La stratégie énergétique allemande, la fameuse Energiewende devenue le modèle des technocrates bruxellois et d’une bonne partie des mouvements écologistes, est devenue un objet de dérision. Y compris dans le pays même et par sa Cour des comptes. Elle est extrêmement coûteuse, près de 600 milliards d’euros et assez peu efficace en termes de réduction des émissions de gaz à serre. Si l’Allemagne a fini par faire des progrès dans ce domaine, elle le doit avant tout aux difficultés de son industrie. Il est en tout cas assez absurde de vouloir se placer en leader européen de la lutte contre le changement climatique, tout en préférant abandonner le nucléaire avant de s’attaquer très difficilement à la fermeture des centrales et des mines à charbon en ayant l’intention de les remplacer par du gaz naturel importé…
Mais il ne faudrait pas seulement se focaliser sur cet aspect (fondamental), l’Energiewende a un autre talon d’Achille. A savoir, des réseaux électriques incapables de gérer le poids sans cesse grandissant dans la production allemande des renouvelables intermittents.
L’Allemagne a totalement oublié le pragmatisme qui a fait sa réussite économique
Produire de l’électricité bas carbone, c’est bien.
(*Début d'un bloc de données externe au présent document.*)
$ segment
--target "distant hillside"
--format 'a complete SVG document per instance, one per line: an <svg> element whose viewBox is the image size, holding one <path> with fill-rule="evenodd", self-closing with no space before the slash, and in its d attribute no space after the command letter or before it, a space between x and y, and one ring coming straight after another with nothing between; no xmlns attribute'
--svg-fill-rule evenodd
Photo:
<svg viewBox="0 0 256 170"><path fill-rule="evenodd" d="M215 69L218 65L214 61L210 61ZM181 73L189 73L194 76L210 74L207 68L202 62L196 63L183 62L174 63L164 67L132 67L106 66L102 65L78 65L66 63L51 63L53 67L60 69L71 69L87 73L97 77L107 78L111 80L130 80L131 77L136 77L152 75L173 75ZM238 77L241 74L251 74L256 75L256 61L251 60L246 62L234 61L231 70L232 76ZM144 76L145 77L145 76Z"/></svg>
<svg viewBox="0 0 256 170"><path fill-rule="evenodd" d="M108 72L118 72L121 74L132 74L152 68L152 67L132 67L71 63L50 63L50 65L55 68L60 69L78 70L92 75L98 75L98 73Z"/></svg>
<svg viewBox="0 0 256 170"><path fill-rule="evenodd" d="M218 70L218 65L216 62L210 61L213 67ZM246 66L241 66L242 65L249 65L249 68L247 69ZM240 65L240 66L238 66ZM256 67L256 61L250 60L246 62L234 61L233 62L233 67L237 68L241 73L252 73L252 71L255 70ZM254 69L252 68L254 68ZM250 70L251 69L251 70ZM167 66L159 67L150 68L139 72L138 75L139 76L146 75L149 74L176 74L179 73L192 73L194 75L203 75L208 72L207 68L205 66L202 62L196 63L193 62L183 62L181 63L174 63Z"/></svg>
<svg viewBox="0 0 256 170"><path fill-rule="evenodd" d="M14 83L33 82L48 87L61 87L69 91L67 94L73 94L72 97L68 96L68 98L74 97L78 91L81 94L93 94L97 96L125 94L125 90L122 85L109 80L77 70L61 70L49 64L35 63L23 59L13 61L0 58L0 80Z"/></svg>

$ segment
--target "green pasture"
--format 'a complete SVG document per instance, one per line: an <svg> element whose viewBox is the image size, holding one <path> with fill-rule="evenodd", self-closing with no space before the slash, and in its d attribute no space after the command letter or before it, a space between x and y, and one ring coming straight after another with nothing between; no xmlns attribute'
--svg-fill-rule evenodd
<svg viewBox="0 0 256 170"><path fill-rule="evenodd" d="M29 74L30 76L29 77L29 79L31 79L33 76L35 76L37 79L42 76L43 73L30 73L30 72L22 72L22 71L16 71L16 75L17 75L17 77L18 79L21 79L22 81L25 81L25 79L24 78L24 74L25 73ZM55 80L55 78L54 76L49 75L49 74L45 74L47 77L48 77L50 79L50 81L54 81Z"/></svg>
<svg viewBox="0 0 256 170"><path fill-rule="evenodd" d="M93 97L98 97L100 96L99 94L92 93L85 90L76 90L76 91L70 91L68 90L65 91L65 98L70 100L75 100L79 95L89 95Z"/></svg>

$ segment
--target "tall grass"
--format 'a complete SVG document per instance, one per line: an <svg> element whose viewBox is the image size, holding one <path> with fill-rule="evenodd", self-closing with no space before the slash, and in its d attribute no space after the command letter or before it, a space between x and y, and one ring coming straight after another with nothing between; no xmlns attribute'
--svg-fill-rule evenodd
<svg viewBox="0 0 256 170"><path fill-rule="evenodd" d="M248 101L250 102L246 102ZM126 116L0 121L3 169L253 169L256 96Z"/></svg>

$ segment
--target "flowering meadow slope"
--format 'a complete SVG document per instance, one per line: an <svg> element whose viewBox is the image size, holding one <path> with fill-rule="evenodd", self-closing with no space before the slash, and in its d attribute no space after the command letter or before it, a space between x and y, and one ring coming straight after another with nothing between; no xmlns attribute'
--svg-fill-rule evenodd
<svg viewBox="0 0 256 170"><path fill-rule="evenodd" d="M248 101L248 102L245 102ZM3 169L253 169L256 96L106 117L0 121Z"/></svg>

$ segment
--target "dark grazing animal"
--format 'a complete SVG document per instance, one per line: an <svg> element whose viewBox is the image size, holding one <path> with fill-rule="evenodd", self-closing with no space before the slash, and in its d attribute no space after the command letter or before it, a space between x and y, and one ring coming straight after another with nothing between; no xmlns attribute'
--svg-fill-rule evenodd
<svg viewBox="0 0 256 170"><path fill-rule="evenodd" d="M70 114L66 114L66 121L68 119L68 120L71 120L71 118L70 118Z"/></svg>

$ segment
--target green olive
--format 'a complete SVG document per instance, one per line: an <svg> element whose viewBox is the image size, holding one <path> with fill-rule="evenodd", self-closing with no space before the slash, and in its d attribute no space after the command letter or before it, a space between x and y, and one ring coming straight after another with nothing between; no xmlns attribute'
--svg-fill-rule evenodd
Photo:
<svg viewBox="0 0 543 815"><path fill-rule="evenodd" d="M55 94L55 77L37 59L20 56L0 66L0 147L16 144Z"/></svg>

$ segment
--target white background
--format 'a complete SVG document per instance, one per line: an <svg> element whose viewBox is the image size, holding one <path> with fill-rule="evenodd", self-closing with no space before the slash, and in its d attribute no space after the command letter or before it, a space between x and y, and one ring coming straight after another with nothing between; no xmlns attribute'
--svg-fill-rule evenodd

Etre capable de la produire au bon moment, quand la demande existe, et de l’acheminer à l’endroit où elle est utile pour être consommée, le tout en conservant en permanence un équilibre production/consommation permettant d’équilibrer la fréquence à 50 hertz (soit 50 changements de polarité par seconde sur un réseau en courant alternatif), c’est mieux. C’est ce que l’Allemagne est aujourd’hui incapable de faire.
Cela tient à deux raisons majeures. La première, c’est l’éloignement géographique. Les centrales nucléaires allemandes étaient implantées au sud et à l’ouest du pays, logique puisqu’il s’agit des deux zones à forte consommation. Produire l’électricité là où on en a besoin, est une stratégie de bon sens pour limiter le nombre de kilomètres de lignes haute tension nécessaires pour l’acheminer et donc les pertes.
Mais l’Allemagne, obnubilée par l’Energiewende, a oublié ce qui a fait sa réussite économique : le pragmatisme. Pourquoi s’embarrasser des réalités techniques quand on pense qu’il suffit de décréter politiquement que les renouvelables intermittents sont la réponse à tout. Résultat : le développement des énergies renouvelables en Allemagne s’est fait principalement au nord du pays, notamment parce que le vent pour alimenter les éoliennes souffle au nord. Problème, la consommation reste elle importante au sud et à l’ouest.
Congestion des réseaux
Depuis qu’à commencé, au lendemain de l’accident de Fukushima en 2011, le processus de fermeture de toutes les centrales nucléaires allemandes, les besoins en transport d’électricité ont augmenté de façon exponentielle. Entraînant des phénomènes de plus en plus fréquents de congestion des réseaux et des coûts croissants de gestion et de mise à niveau de ceux-ci.
Sauf que les projets visant à augmenter massivement les capacités de transport d’électricité entre les régions allemandes se heurtent à des oppositions locales farouches. Difficile de faire accepter les énormes et imposantes infrastructures, enlaidissant le paysage à raison d’un pylône d’une centaine de mètres de hauteur minimum tous les 150 à 200 mètres sur plusieurs centaines de kilomètres. Et l’Allemagne est un pays fédéral où les régions et les autorités locales ont une capacité autrement plus importante qu’en France à résister aux injonctions du gouvernement.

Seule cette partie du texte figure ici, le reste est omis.